In favorable cases, the fever subsides about the fourth day, the eruption declines, the appetite returns, and in seven to fourteen days the animal recovers. But complications are not uncommon. And in unfavorable cases the fever is high, the ulceration increases, the animal suffers from exhaustion, wasting, discharge of stringy, bloody mucous from the mouth, and of offensive matter from the nostrils; the face is swollen, the breath foul, the respiration rapid and grunting; the pulse small, weak, rapid; the blood becomes impure; the belly and legs œdematous; the hoofs slough off; diarrhea supervenes, and death follows about the ninth or tenth day.
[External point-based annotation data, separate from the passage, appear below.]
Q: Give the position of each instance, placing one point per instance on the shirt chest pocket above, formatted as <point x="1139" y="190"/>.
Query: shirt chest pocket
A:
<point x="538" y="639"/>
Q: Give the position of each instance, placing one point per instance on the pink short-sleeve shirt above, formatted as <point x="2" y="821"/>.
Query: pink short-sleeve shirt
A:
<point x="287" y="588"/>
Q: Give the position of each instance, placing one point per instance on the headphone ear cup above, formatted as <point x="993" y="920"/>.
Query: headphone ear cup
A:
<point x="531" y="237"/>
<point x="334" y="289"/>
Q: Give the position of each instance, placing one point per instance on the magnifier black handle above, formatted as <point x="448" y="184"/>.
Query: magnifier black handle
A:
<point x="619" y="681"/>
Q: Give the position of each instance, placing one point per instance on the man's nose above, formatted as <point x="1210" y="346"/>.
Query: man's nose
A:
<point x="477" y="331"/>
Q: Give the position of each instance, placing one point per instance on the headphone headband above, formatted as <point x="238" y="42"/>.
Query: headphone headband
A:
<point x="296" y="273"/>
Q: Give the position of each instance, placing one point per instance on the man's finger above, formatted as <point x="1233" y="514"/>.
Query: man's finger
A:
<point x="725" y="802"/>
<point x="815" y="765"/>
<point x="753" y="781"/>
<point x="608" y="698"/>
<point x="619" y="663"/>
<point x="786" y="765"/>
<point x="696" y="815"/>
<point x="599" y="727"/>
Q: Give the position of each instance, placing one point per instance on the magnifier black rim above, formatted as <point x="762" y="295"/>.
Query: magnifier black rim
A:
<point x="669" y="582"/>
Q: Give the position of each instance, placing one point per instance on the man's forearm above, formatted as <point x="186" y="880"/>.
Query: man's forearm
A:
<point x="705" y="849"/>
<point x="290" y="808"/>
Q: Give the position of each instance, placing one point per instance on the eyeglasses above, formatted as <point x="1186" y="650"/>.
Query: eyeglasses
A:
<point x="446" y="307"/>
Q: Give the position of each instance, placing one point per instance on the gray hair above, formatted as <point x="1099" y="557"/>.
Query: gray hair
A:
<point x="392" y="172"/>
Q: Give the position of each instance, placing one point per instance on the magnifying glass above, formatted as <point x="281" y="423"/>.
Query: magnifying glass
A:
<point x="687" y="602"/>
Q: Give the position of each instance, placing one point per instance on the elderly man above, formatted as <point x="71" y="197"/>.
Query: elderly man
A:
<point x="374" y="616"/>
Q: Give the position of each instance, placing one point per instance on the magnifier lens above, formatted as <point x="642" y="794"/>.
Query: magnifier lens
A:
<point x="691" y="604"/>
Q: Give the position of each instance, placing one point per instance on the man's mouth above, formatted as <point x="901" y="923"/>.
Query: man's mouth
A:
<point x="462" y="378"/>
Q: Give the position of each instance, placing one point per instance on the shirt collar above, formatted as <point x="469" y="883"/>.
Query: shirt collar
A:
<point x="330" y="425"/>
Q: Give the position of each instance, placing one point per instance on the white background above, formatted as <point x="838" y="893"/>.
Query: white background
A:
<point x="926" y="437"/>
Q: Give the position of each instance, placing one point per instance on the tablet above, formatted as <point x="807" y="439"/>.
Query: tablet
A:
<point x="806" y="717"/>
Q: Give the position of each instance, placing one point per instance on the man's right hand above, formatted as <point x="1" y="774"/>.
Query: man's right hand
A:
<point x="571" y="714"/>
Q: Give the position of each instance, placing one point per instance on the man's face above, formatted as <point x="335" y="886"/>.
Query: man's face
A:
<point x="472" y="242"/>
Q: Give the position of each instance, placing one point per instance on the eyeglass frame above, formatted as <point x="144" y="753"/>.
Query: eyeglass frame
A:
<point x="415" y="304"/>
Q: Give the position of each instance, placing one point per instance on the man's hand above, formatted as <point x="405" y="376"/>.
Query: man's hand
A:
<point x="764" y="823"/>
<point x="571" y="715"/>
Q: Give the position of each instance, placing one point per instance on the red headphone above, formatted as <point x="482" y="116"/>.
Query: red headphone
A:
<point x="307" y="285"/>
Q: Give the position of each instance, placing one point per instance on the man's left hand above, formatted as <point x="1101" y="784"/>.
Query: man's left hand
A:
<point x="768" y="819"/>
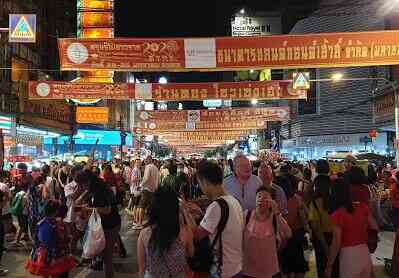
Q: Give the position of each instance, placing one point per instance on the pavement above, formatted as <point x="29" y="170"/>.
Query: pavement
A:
<point x="14" y="260"/>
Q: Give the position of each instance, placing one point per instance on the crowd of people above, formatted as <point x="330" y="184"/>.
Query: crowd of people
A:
<point x="201" y="218"/>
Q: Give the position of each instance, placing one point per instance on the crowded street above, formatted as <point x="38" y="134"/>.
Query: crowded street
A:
<point x="215" y="139"/>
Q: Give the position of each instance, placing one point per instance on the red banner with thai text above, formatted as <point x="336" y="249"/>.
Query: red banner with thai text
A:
<point x="262" y="90"/>
<point x="273" y="114"/>
<point x="231" y="53"/>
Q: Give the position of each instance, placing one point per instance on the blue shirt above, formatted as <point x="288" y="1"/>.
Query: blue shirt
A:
<point x="244" y="193"/>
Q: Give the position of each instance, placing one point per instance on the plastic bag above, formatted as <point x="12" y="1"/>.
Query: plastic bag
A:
<point x="125" y="217"/>
<point x="94" y="242"/>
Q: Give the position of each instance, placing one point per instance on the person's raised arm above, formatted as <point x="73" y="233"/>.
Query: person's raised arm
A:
<point x="141" y="254"/>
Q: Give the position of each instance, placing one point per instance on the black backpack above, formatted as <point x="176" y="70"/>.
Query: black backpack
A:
<point x="203" y="258"/>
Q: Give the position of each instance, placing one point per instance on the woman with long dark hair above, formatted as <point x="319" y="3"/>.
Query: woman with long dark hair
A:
<point x="164" y="245"/>
<point x="293" y="262"/>
<point x="351" y="222"/>
<point x="100" y="197"/>
<point x="319" y="218"/>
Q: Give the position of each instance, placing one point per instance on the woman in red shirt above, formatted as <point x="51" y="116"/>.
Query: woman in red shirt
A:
<point x="358" y="184"/>
<point x="351" y="222"/>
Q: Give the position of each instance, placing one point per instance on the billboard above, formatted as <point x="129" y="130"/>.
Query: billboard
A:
<point x="262" y="90"/>
<point x="22" y="28"/>
<point x="319" y="50"/>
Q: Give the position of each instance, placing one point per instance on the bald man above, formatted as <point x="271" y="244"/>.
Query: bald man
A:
<point x="243" y="184"/>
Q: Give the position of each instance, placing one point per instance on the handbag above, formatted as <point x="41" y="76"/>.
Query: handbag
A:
<point x="94" y="241"/>
<point x="203" y="258"/>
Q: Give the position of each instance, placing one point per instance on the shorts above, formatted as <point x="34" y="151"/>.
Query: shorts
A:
<point x="359" y="254"/>
<point x="146" y="199"/>
<point x="23" y="223"/>
<point x="135" y="200"/>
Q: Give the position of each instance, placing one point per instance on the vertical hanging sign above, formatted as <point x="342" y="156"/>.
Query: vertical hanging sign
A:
<point x="22" y="28"/>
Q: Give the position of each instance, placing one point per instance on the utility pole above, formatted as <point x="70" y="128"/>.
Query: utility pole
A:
<point x="123" y="135"/>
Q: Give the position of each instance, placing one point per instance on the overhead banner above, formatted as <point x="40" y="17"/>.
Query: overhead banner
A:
<point x="66" y="90"/>
<point x="232" y="53"/>
<point x="224" y="134"/>
<point x="22" y="28"/>
<point x="92" y="115"/>
<point x="157" y="126"/>
<point x="266" y="90"/>
<point x="1" y="150"/>
<point x="273" y="114"/>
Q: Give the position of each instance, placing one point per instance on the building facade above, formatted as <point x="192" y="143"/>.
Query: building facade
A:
<point x="342" y="111"/>
<point x="31" y="121"/>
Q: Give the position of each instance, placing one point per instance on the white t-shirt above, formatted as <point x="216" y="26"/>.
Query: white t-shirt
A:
<point x="150" y="179"/>
<point x="231" y="236"/>
<point x="69" y="189"/>
<point x="6" y="190"/>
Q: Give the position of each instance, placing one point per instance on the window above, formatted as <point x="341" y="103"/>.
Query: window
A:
<point x="309" y="106"/>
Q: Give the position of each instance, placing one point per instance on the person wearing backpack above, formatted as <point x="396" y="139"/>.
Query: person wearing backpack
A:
<point x="222" y="223"/>
<point x="19" y="210"/>
<point x="51" y="256"/>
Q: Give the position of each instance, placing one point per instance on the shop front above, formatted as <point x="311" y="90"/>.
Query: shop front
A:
<point x="316" y="147"/>
<point x="104" y="144"/>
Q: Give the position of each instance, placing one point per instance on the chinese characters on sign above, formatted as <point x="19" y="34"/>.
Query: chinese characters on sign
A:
<point x="94" y="115"/>
<point x="22" y="28"/>
<point x="274" y="114"/>
<point x="267" y="90"/>
<point x="184" y="126"/>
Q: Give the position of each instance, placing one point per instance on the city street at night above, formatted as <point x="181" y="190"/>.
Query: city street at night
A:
<point x="215" y="139"/>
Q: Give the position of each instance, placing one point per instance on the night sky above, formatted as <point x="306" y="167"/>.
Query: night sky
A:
<point x="190" y="18"/>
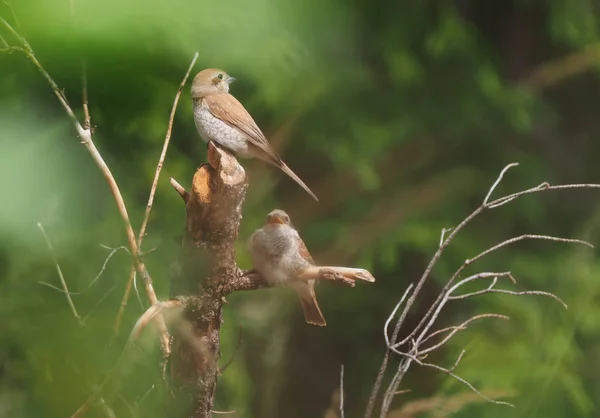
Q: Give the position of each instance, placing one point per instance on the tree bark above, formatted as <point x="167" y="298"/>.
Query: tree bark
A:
<point x="206" y="272"/>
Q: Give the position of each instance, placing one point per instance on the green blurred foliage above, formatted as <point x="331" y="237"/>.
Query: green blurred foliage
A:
<point x="399" y="116"/>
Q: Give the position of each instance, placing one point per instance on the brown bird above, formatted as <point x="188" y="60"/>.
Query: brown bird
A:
<point x="220" y="117"/>
<point x="280" y="256"/>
An aggravation may occur in milch cows by the bursting of the vesicles when the teat is grasped in milking, for the fluid escapes, the sore bleeds and ulcer spreads; and though the sore be scabbed over between the milking times, the scab is then again pulled off. The consequence is that the cow, feeling intense pain and irritation, kicks, resents the milking, holds back the milk, and thus prevents the “stripping” of the udder. The effect of this may be an attack of inflammation of the udder, which may prove fatal, or may be followed by induration and atrophy of the udder. Or abscesses may form in the udder, and sometimes large portions of it slough away, rendering the cow comparatively useless for milking purposes. Abortion is not uncommon.
This disease may be easily mistaken for Stomatitis, cow pox or fowl of the foot. However in Stomatitis there is no eruption on the foot; and in cow pox and fowl of the foot there is no eruption on the muzzle.